Pina Bausch and the Dance Theater
She was born as Philippine Bausch in Solingen in 1940. Her parents ran a restaurant in which Pina already helped with her siblings in childhood. From early childhood days, she observed people. Trying to understand what affected them in their deepest matter. In some of her later performances, this childhood atmosphere was picked up. People come, go, and tell about their desire for happiness.
At the age of 14, Pina Bausch started a dance education at the Essen Folkwang Hochschule under Kurt Jooss. At that time, Jooss was a major representative of German dance modernism around the Second World War. At the Folkwang Hochschule, other arts such as opera, music, drama, sculpture, painting, photography, design, and many more were taught those days. This was probably the reason for Pina's openness with regards to her pioneering choreographies.

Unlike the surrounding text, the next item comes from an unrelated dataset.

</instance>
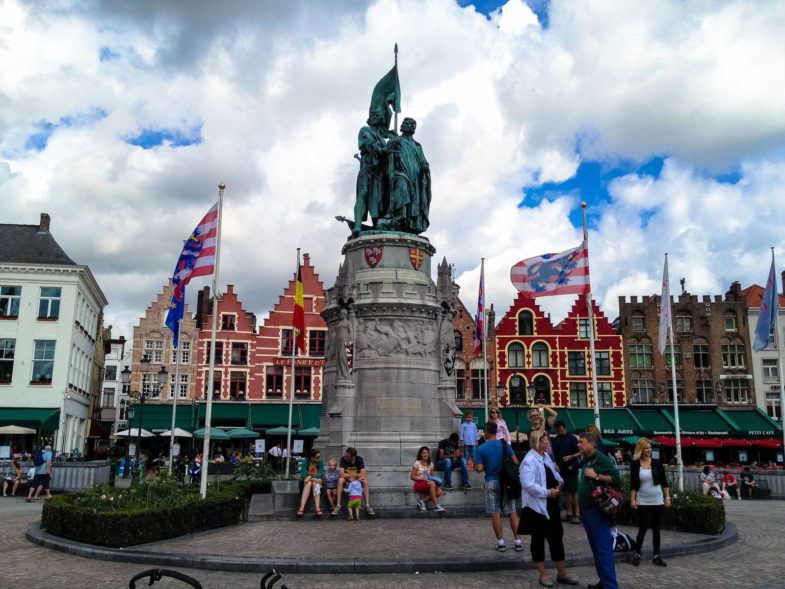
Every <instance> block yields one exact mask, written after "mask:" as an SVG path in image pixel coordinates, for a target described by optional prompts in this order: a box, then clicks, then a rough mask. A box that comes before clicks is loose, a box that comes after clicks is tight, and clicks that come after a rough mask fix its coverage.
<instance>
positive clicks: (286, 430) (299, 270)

The girl received a scholarship in 1958 and went to the famous Juilliard School of Music in New York where she immersed herself in the depths of the American Modern Dance. The metropolis in the USA was then the dance mecca of the world. Inspired by the artistic diversity of New York, she extended her stay for another year.
Kurt Jooss asked Pina to come back to Essen to revive the Folkwang Dance Studio. As there were too few pieces for the ballet, Pina herself began to choreograph. Her first performances "Fragment" or "In the Wind of Time" were already awarded back then. The Wuppertal director Arno Wüstenhöfer - the director of the Wuppertal Ballet - hired her for the season 1973/1974. She then quickly renamed the ballet to dance theater. Here, her style changed gradually. With the performances "Seven Deadly Sins" and "Blaubart", Pina Bausch for the first time combined singing, pantomime, language and everyday gestures.
Pina Bausch's approach in view of the cooperation with her company was unique. She worked very close together with her dancers and included them in her collages and montages. Her plays were about very personal, but also universal topics such as fear, anger, death, being left, longing, love and the relationship in between the sexes. While her early plays still propagate a bit more hopelessness and coldness, these negative feelings make way for an ever-increasing vitality in later performances.
Pina Bausch died in June 2009. At that time, Wim Wenders began to shoot a film in 3D technology about her. The film premiered at the Berlinale 2011, thanks to the great collaboration with Pina Bausch's company. Co-founder Ronald Key and her joint son Salomon Bausch founded the Pina Bausch Foundation for the artistic legacy of the star choreographer. Her plays are beeing performed at the Tanztheater Wuppertal until today.